The New England Auto Museum hopes to open a massive facility on West Avenue that would feature a museum, a manufacturer’s showplace, a restoration shop and an education center.
“We’re not just building a building just to stuff some cars in it,” said Michael E. Scheidel, president and CEO of New England Auto Museum. “We’re building a community and an educational facility.”
Incorporated in 2007, the New England Auto Museum is a group dedicated to establishing a facility that celebrates the United States automobile industry. Nick Ord, marketing director for New England Auto Museum, said the museum will provide education about “the significant role the automobile has played in the history of the country.”
“It’s an ambitious project we’re embarking upon here,” Ord said.
Scheidel said the group “looked at a lot of properties” in Fairfield County, but they view the Loehmann’s Plaza area as the best fit for the museum. He said the group met with the Mayor’s Office, state Sen. Bob Duff, D-25, and other political officials before setting its sights on Norwalk.

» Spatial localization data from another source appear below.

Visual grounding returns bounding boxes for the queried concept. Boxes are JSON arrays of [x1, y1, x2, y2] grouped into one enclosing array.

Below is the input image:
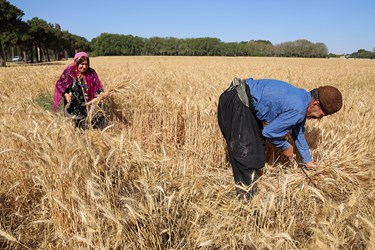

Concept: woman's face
[[77, 59, 89, 74]]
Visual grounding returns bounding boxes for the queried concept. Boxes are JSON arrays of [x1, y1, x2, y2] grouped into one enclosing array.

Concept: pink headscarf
[[74, 51, 89, 61], [53, 52, 104, 111]]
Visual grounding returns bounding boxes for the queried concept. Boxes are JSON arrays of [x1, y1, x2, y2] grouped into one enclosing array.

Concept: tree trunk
[[29, 45, 34, 63], [0, 58, 5, 67], [22, 50, 27, 63], [0, 45, 7, 67], [34, 45, 39, 62], [46, 47, 50, 62]]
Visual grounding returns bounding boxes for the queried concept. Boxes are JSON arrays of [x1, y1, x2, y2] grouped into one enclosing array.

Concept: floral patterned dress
[[63, 76, 105, 129]]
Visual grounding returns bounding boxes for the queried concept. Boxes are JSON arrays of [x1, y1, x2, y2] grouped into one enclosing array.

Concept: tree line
[[1, 0, 374, 66], [91, 33, 329, 58], [0, 0, 90, 66]]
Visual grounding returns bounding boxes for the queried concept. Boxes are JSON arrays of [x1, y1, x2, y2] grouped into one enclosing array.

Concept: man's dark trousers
[[217, 87, 265, 199]]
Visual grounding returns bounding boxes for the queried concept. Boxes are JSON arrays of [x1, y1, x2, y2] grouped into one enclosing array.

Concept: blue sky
[[9, 0, 375, 54]]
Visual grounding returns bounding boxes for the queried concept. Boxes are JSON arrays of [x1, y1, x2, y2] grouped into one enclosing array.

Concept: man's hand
[[302, 161, 318, 169], [283, 145, 294, 160]]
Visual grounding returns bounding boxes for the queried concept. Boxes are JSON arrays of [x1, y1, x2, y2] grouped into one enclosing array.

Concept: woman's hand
[[87, 92, 109, 105], [97, 92, 109, 99], [64, 93, 72, 103], [95, 92, 109, 102]]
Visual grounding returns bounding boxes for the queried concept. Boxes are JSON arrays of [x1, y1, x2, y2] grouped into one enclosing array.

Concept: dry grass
[[0, 56, 374, 249]]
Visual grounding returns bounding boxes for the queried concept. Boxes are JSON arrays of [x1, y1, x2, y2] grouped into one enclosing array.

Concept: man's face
[[306, 100, 326, 119]]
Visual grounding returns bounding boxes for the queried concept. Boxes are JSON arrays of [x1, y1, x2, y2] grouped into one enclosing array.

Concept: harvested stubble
[[0, 56, 374, 249]]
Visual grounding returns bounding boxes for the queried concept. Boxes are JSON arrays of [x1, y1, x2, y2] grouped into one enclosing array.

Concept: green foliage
[[0, 0, 24, 65], [91, 33, 144, 56], [273, 39, 328, 58], [34, 93, 54, 111], [90, 34, 329, 58], [349, 49, 373, 59], [0, 0, 24, 31], [0, 0, 91, 65], [328, 53, 340, 58]]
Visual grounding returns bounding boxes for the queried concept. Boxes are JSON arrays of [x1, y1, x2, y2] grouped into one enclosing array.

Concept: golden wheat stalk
[[0, 226, 32, 250]]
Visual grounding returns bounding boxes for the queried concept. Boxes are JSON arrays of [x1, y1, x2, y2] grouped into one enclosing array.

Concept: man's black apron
[[217, 78, 265, 191]]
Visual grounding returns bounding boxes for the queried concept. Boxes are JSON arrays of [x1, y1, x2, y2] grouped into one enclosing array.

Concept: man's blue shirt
[[245, 78, 312, 162]]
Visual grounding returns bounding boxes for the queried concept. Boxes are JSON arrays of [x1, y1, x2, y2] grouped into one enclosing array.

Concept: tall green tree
[[0, 0, 24, 66], [27, 17, 54, 62]]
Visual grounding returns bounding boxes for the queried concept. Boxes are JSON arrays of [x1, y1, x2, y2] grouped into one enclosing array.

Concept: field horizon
[[1, 56, 374, 249]]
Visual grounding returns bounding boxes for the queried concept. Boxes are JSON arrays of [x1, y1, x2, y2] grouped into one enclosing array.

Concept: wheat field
[[0, 56, 374, 249]]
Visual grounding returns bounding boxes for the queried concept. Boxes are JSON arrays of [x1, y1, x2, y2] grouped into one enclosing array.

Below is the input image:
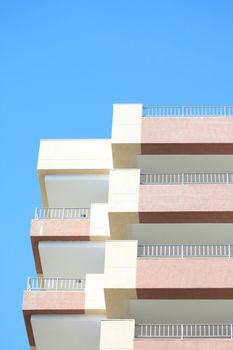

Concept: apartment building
[[23, 104, 233, 350]]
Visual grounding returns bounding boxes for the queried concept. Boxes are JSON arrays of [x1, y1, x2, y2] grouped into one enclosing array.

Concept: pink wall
[[134, 339, 233, 350], [23, 290, 85, 313], [31, 219, 90, 239], [141, 118, 233, 154], [139, 185, 233, 223], [137, 259, 233, 298]]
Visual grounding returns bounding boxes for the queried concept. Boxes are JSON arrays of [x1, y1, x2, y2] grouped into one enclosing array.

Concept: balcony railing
[[27, 277, 85, 291], [140, 173, 233, 185], [142, 106, 233, 117], [138, 244, 233, 258], [35, 207, 90, 220], [135, 324, 233, 339]]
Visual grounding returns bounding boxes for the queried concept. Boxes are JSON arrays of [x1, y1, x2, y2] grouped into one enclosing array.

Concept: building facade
[[23, 104, 233, 350]]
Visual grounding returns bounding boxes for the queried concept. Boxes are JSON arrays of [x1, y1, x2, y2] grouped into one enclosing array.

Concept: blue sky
[[0, 0, 233, 348]]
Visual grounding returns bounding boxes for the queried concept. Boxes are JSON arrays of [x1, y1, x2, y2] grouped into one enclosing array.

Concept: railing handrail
[[27, 277, 85, 291], [35, 207, 90, 219], [140, 173, 233, 185], [142, 106, 233, 117], [135, 323, 233, 339], [138, 244, 233, 258]]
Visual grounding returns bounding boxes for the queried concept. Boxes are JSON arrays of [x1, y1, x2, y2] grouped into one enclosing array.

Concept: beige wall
[[111, 104, 142, 167], [100, 320, 135, 350], [85, 274, 105, 312], [108, 169, 140, 212], [90, 203, 110, 240], [112, 104, 142, 144], [104, 241, 137, 317]]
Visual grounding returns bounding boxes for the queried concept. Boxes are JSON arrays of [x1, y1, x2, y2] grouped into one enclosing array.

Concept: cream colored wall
[[104, 241, 137, 317], [104, 241, 137, 288], [112, 104, 142, 144], [108, 169, 140, 212], [38, 139, 113, 171], [100, 320, 135, 350], [111, 104, 142, 167], [84, 274, 105, 312], [90, 203, 110, 240]]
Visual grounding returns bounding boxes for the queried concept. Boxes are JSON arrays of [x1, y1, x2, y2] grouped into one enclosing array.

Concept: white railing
[[27, 277, 85, 291], [142, 106, 233, 117], [35, 207, 90, 219], [140, 173, 233, 185], [135, 324, 233, 339], [138, 244, 233, 258]]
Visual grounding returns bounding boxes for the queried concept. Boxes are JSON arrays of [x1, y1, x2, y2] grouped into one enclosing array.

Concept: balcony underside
[[35, 241, 105, 277], [30, 315, 105, 350]]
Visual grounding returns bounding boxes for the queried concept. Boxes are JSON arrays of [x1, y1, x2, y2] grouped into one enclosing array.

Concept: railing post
[[35, 208, 38, 219], [224, 106, 227, 117], [181, 245, 184, 258], [181, 324, 183, 340], [182, 106, 184, 117], [229, 244, 231, 258], [27, 277, 31, 291], [56, 277, 59, 291], [231, 324, 233, 339]]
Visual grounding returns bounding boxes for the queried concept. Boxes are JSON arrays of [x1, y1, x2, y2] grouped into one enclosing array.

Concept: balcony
[[137, 242, 233, 299], [99, 319, 233, 350], [23, 276, 105, 349], [139, 172, 233, 223], [108, 169, 233, 238], [104, 241, 233, 317], [31, 206, 109, 275], [111, 104, 233, 167], [134, 323, 233, 350]]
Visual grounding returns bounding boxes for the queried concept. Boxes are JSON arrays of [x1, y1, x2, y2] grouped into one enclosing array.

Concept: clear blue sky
[[0, 0, 233, 348]]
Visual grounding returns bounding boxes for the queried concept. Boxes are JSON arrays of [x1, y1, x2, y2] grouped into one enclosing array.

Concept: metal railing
[[135, 324, 233, 339], [142, 106, 233, 117], [27, 277, 85, 291], [140, 173, 233, 185], [138, 244, 233, 258], [35, 207, 90, 219]]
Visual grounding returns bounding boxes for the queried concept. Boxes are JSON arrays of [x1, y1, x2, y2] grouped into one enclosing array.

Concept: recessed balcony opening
[[127, 300, 233, 325], [31, 315, 106, 350], [38, 241, 105, 278], [135, 155, 233, 174], [130, 223, 233, 245], [45, 175, 109, 208]]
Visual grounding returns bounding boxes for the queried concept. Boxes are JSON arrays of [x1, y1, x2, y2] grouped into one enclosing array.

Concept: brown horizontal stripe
[[137, 288, 233, 299], [139, 212, 233, 223], [142, 143, 233, 154]]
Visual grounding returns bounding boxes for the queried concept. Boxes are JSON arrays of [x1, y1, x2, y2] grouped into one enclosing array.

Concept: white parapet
[[38, 139, 113, 171], [100, 319, 135, 350], [37, 139, 113, 207]]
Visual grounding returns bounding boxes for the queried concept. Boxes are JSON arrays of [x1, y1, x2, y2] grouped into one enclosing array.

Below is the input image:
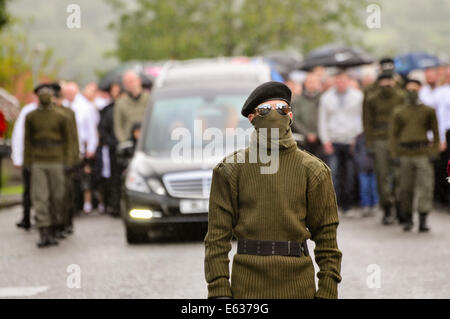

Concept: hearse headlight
[[147, 178, 166, 196], [125, 170, 150, 194]]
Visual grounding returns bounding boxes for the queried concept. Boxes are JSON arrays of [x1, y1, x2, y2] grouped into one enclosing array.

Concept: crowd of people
[[9, 57, 450, 247], [289, 58, 450, 232], [11, 71, 149, 247]]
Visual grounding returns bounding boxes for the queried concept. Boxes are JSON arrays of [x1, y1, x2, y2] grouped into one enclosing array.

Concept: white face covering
[[94, 97, 111, 110]]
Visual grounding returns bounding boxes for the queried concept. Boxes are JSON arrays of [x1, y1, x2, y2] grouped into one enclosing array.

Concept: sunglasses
[[254, 102, 291, 116]]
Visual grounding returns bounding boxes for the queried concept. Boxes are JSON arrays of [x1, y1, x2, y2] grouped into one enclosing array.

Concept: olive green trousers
[[31, 163, 65, 228], [373, 139, 400, 207], [399, 155, 434, 214]]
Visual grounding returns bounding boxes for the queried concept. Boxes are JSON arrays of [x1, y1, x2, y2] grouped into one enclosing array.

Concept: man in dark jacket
[[95, 83, 121, 216], [53, 83, 80, 236]]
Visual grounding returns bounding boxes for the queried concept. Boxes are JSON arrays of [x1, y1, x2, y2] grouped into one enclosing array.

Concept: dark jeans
[[99, 176, 120, 215], [95, 146, 121, 215], [358, 172, 379, 207], [22, 167, 32, 222], [327, 143, 355, 211]]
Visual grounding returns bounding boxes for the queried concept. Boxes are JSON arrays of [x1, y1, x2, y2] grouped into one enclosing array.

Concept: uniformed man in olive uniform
[[24, 84, 71, 247], [363, 73, 406, 225], [390, 78, 440, 232], [52, 83, 80, 236], [204, 82, 342, 299], [362, 57, 404, 135]]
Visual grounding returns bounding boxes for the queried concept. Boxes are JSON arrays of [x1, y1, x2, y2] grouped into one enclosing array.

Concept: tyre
[[125, 225, 148, 244]]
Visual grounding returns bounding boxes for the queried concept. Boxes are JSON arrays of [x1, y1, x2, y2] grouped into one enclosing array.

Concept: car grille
[[162, 170, 213, 199]]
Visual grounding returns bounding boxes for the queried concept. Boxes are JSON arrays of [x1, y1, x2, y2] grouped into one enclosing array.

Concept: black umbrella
[[98, 62, 154, 92], [299, 44, 375, 71], [263, 50, 303, 78]]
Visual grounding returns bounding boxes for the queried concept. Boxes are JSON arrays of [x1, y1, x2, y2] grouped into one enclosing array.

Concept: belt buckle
[[288, 241, 291, 256]]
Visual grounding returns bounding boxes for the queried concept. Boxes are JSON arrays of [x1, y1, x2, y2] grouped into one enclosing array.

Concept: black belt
[[32, 140, 62, 148], [399, 141, 429, 149], [373, 122, 388, 129], [237, 239, 309, 257]]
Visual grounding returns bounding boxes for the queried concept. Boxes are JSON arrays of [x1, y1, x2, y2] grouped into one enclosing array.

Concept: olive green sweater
[[24, 105, 70, 166], [390, 103, 440, 157], [364, 88, 406, 146], [291, 92, 321, 136], [113, 91, 150, 143], [204, 132, 342, 299]]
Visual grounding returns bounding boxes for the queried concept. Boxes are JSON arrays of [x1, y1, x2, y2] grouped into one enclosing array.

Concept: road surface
[[1, 205, 449, 298]]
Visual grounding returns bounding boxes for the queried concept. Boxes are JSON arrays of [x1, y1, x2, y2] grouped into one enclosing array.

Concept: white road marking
[[0, 286, 49, 298]]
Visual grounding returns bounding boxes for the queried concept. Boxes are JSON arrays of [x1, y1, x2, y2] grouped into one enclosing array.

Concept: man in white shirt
[[319, 70, 363, 214], [11, 100, 38, 230], [432, 67, 450, 207], [434, 82, 450, 150], [62, 82, 98, 214], [419, 67, 439, 108], [62, 83, 98, 156], [82, 82, 102, 126]]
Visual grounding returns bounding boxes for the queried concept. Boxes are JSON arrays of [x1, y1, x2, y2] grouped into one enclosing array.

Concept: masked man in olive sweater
[[204, 82, 342, 299], [24, 84, 71, 247], [364, 72, 407, 225], [390, 78, 440, 232]]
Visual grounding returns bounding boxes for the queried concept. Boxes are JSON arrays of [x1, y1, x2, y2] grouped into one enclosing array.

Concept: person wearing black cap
[[24, 83, 71, 247], [204, 81, 342, 299], [362, 57, 403, 132], [363, 58, 401, 114], [364, 72, 407, 225], [389, 78, 440, 232], [379, 57, 396, 74], [379, 57, 405, 87]]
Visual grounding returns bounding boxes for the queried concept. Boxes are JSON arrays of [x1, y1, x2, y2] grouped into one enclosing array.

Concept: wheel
[[125, 225, 147, 244]]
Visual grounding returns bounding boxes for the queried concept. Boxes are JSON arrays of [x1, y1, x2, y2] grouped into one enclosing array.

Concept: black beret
[[405, 78, 422, 86], [379, 57, 394, 65], [377, 72, 394, 81], [34, 82, 61, 94], [241, 81, 292, 117], [379, 57, 395, 71]]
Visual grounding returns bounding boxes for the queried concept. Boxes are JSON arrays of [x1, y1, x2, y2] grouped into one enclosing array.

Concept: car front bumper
[[123, 190, 209, 226]]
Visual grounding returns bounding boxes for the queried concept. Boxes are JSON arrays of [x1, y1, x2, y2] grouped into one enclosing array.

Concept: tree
[[0, 0, 9, 31], [0, 20, 63, 104], [107, 0, 363, 62]]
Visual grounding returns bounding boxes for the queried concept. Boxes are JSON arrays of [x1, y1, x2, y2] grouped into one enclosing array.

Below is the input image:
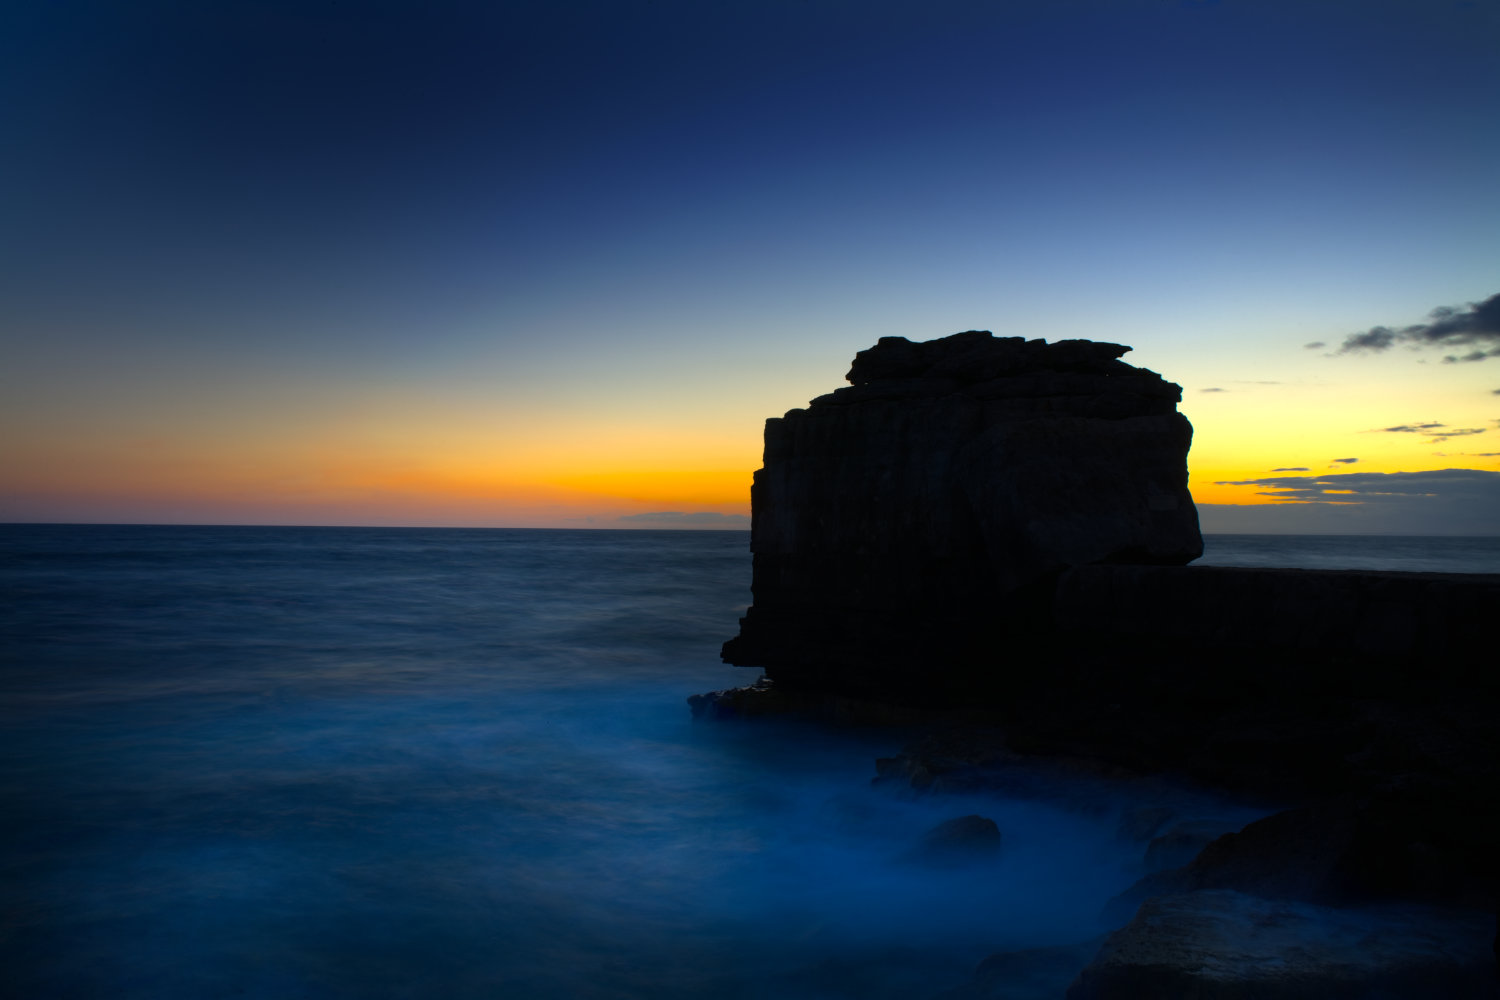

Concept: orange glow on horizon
[[1188, 465, 1298, 507]]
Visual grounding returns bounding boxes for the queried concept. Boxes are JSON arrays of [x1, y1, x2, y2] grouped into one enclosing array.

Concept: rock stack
[[723, 330, 1201, 699]]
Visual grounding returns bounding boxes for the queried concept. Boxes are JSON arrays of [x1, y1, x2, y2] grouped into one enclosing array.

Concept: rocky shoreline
[[700, 331, 1499, 998], [692, 689, 1498, 998]]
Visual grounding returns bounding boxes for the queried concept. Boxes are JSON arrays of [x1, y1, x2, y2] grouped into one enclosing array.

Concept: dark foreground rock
[[1106, 786, 1499, 927], [1068, 890, 1498, 999]]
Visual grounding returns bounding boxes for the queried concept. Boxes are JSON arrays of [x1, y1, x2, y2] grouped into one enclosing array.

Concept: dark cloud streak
[[1334, 292, 1500, 361], [1374, 422, 1486, 441], [1213, 468, 1500, 506]]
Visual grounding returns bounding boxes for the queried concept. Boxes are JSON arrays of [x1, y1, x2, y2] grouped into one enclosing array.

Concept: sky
[[3, 0, 1498, 534]]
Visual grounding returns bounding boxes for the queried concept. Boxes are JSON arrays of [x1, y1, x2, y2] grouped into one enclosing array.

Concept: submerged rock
[[932, 937, 1108, 1000], [687, 676, 794, 720], [905, 814, 1002, 867]]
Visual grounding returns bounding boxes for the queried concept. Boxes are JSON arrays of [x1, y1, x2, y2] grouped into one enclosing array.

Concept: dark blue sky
[[4, 0, 1498, 528]]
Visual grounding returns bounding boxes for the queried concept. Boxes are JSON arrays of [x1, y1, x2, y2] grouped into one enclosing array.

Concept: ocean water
[[1, 526, 1491, 999], [1198, 532, 1500, 574]]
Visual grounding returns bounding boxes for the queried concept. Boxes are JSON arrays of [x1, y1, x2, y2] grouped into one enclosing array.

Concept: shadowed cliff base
[[707, 330, 1499, 998]]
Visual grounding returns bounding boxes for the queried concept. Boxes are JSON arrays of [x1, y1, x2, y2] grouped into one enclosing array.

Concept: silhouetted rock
[[719, 331, 1498, 743], [724, 330, 1201, 699], [1069, 890, 1497, 1000]]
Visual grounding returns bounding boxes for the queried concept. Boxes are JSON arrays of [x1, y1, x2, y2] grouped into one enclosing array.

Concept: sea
[[3, 525, 1497, 1000]]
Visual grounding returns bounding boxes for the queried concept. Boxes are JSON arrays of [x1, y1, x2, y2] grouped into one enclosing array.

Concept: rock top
[[807, 330, 1185, 418], [846, 331, 1133, 386]]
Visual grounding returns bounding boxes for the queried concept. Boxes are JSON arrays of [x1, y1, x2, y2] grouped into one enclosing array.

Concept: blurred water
[[1199, 532, 1500, 573], [4, 525, 1477, 998]]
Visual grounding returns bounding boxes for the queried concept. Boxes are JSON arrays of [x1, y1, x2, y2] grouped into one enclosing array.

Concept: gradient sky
[[3, 0, 1498, 533]]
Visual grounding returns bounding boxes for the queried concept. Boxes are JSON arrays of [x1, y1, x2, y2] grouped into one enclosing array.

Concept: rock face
[[723, 331, 1201, 698]]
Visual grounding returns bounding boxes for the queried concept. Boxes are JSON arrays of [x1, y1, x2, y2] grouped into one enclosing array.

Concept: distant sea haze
[[0, 525, 1493, 999]]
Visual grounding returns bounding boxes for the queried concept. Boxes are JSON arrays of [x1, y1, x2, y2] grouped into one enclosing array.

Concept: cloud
[[1304, 341, 1326, 350], [1200, 469, 1500, 534], [1199, 387, 1226, 393], [1374, 422, 1486, 442], [1269, 467, 1310, 472], [616, 511, 750, 528], [1333, 292, 1500, 361], [1213, 467, 1500, 503], [1331, 457, 1358, 464]]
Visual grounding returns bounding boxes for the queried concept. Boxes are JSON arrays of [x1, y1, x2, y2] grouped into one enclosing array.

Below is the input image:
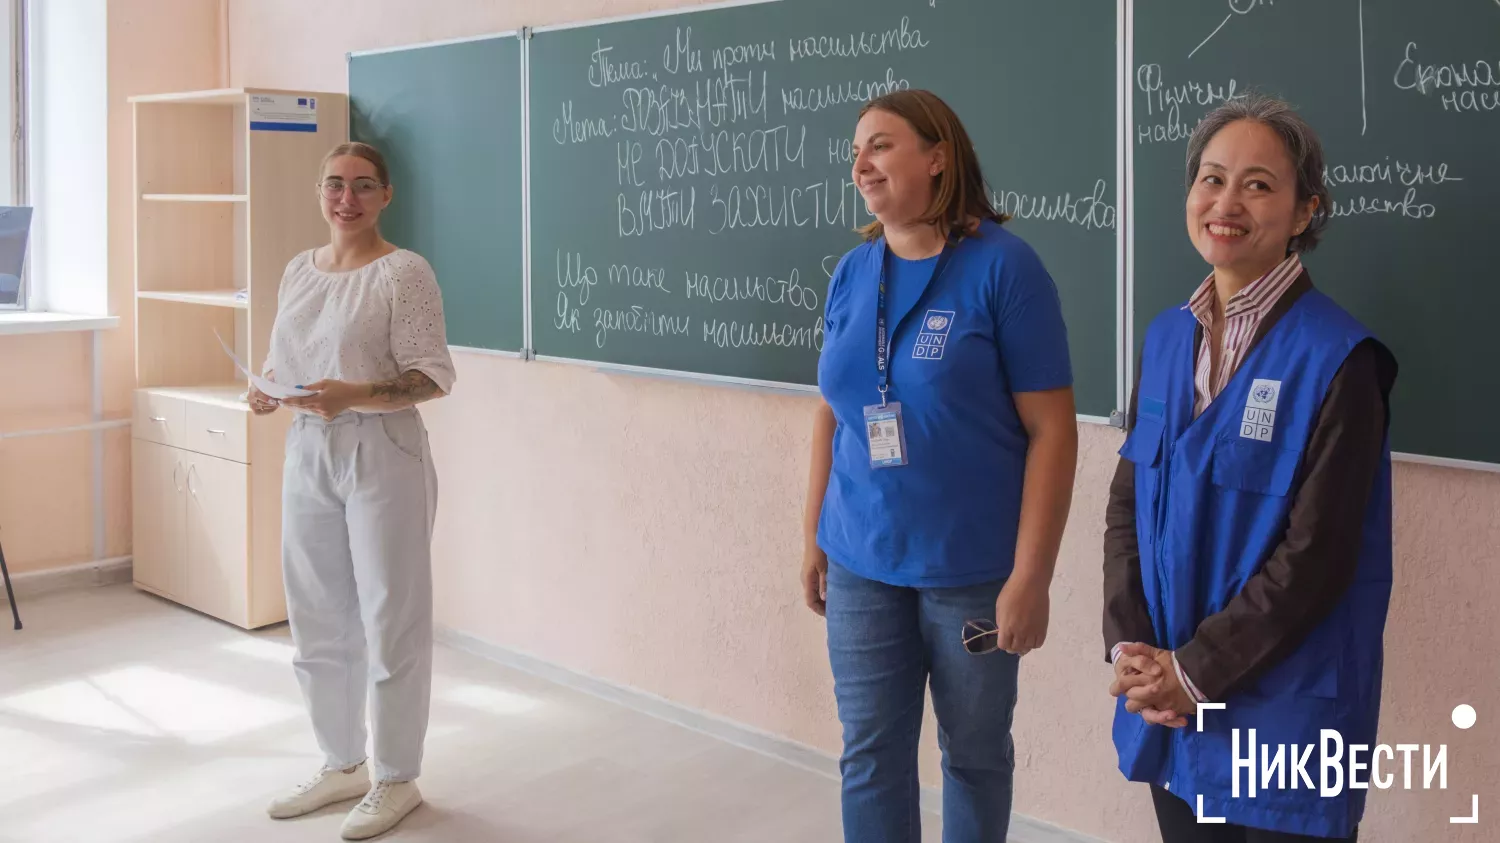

“You try to look for the right fit,” he said. “Right now, this area here looks like the right fit.”
Ord said Norwalk is “basically the center of Fairfield County,” and it is “accessible by all of the region.”
The New England Auto Museum is still a long way from being realized. The first step in the museum’s realization is raising $250,000 so the nonprofit can establish an office in Norwalk, Scheidel said. He estimates the cost of building the facility will be upwards of $20 million.
Local racing legend Bob Sharp, who served as the pitchman for project, said the group still needs to obtain grants and corporate sponsorships, raise money and secure the facility.
“I think it’s a wonderful thing, but it’s expensive,” he said. “Norwalk real estate is not cheap.”
John Cusano, community development coordinator for the state Department of Economic and Community Development, was among the guests that packed the Dragone showroom Saturday. Cusano, who calls himself “an old gearhead,” is a longtime Norwalker, and he is interested in seeing the vision become a reality.
“There’s a really rich history in all of these automobiles, which is really global,” he said.